Immigration is, by nature, always dynamic. The migrant is moving and la migra are changing their tactics, but the students are reading the same stale articles and trying to situate themselves in a way that feels less horrible or somehow demonstrates a somber awareness of a system in which they’re so clearly implicated. For the men that Megan and I are playing Crazy 8’s with, migration is a means of being with their families or supporting themselves economically. It’s not a cultural phenomenon that they’ve cultivated and want to show off or talk about. I find solace in hearing about Alfonso’s Chinese ex-girlfriend in Florida and learning magic tricks from Oscar. Scholastic articles about how I should be behaving clog my brain, but I fall back on making fart jokes about beans and putting entirely too much hot sauce on my eggs in some weird competition with my Honduran neighbor who has completely drowned his. I’m probably behaving inappropriately.

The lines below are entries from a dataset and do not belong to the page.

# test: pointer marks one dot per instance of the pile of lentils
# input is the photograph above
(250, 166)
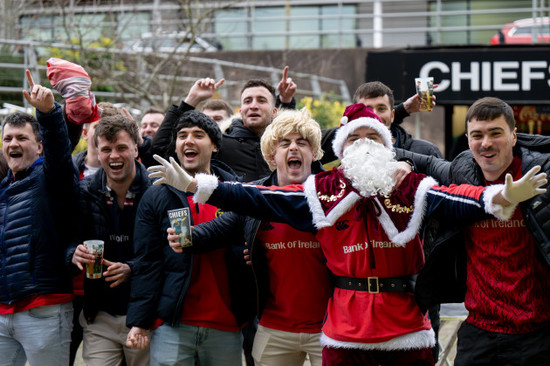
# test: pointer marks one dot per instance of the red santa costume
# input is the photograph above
(368, 231)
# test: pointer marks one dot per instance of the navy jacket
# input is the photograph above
(37, 207)
(96, 221)
(443, 278)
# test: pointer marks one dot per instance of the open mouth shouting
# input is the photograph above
(294, 163)
(116, 167)
(190, 154)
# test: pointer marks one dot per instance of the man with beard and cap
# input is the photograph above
(368, 230)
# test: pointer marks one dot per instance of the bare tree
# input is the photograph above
(92, 34)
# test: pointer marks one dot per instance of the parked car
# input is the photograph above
(520, 32)
(167, 42)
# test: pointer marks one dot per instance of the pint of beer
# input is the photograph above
(95, 247)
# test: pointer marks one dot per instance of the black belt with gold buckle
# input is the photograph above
(375, 285)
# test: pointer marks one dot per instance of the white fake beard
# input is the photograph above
(370, 167)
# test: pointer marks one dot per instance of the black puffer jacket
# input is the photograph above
(37, 207)
(443, 277)
(161, 276)
(97, 222)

Back in South Tucson, my host mom and I dance to Shakira’s 1998 album and her youngest daughter laughs at us. I call my mom and put Alfonso and Oscar in the back of my mind for now to talk about what my sister’s doing for her birthday. I guess I am just another vacation activist or do-gooder student. It certainly feels nice to be back home. Binders full of statistics, quotes, and half-Spanish notes stay packed away for the night and my confusion and discomfort about this system that I’m studying and my place within it lingers. But I’m glad that if nothing else, tonight I can just be a human. I know that puts me farther from Border Patrol’s locked gates, and tonight I can confidently say that that’s a good place to be.